Putin would see his vision of a Novorossiya and the rebuilding of a Russian Empire vindicated and doubtless believe he had successfully completed phases one and two. Phase one was the seizing of Crimea. Phase two, the successful if costly occupation of Donbas and Mariupol.  Phase 3? After he had rebuilt Russian forces, say 2030, he would move to seize Odessa and cut Ukraine off from the Black Sea. He would also seize all of Ukraine east of the River Dnieper, including the bread-basket. Phase 4 would take a tad longer, the timing of which would depend on the extent to which the Americans were preoccupied with the Indo-Pacific and the extent to which Putin could lure the Germans back into strategic somnolence and energy dependency.  The target?  Well, that is fairly obvious. The Baltic States.

In other words, the Americans and Germans had better understand the longer-term geopolitical consequences of any fix they impose on Ukraine for short-term political relief. If they fail to learn the real lesson from the Russo-Ukraine War that Putin really is a militarist and an adventurer and if Europeans again fail to properly rearm then all Europe would have gained is a strategic pause. It is also hard to believe Kyiv could possibly accept such a deal unless what is left of Ukraine is offered NATO membership the moment any such agreement comes into force.  That begs a further question: would all NATO members sign up to Ukrainian membership? 

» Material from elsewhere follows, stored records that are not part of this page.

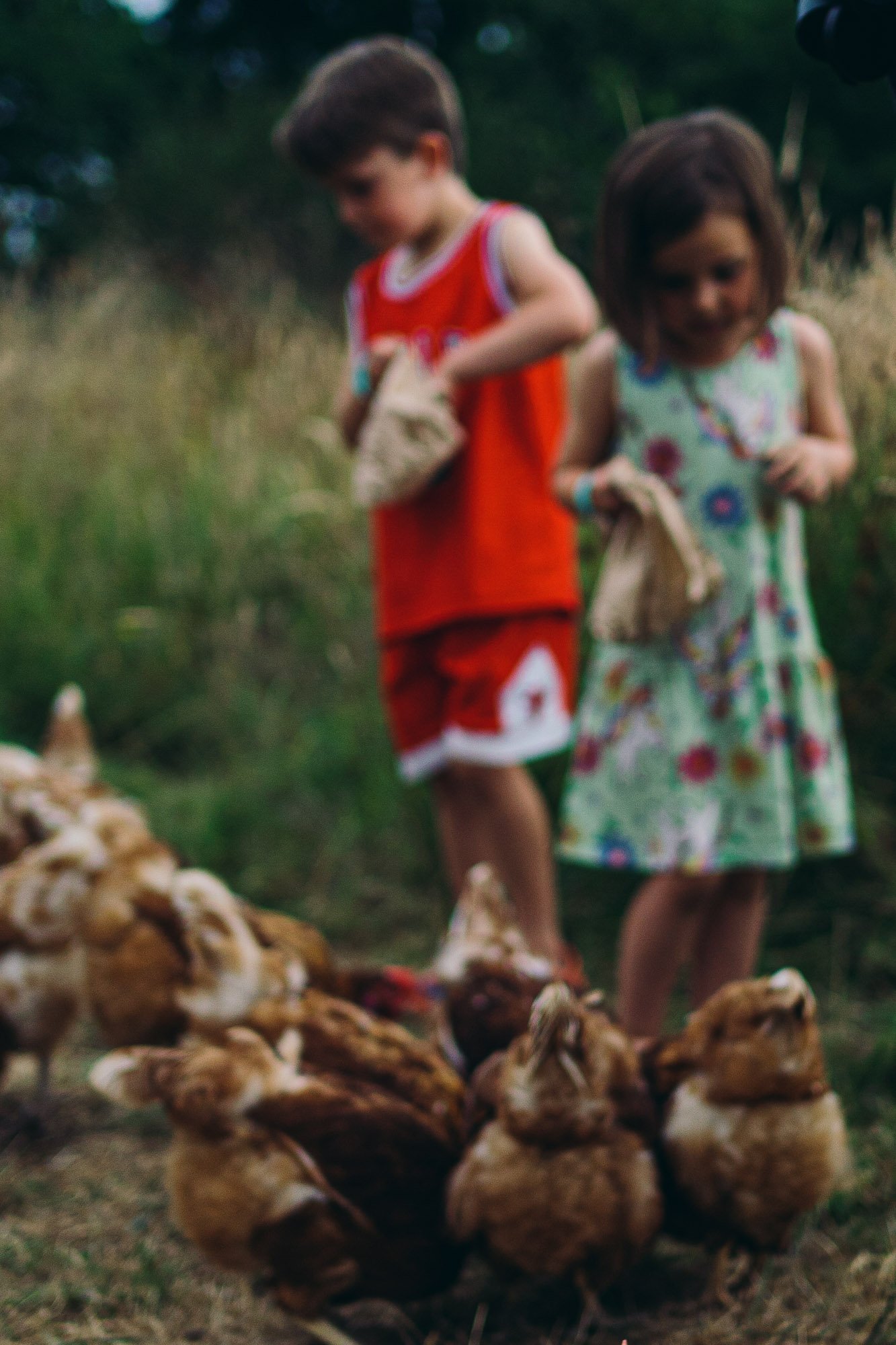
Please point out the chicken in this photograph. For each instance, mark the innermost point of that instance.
(253, 1198)
(287, 941)
(342, 1039)
(68, 743)
(42, 794)
(42, 895)
(386, 1156)
(751, 1133)
(489, 973)
(557, 1184)
(245, 1195)
(229, 970)
(136, 954)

The Munich Agreement is a warning.  In March 1939, Hitler broke the agreement and occupied Prague and the rest of Czechoslovakia made defenceless by Munich.   The irony was that Neville Chamberlain did understand the consequences and I should know. I wrote my Oxford thesis on British rearmament in the 1930s.   Britain brought time to further repair its defences by selling Czech sovereignty.  Are ‘we’ about to do the same thing to Ukraine?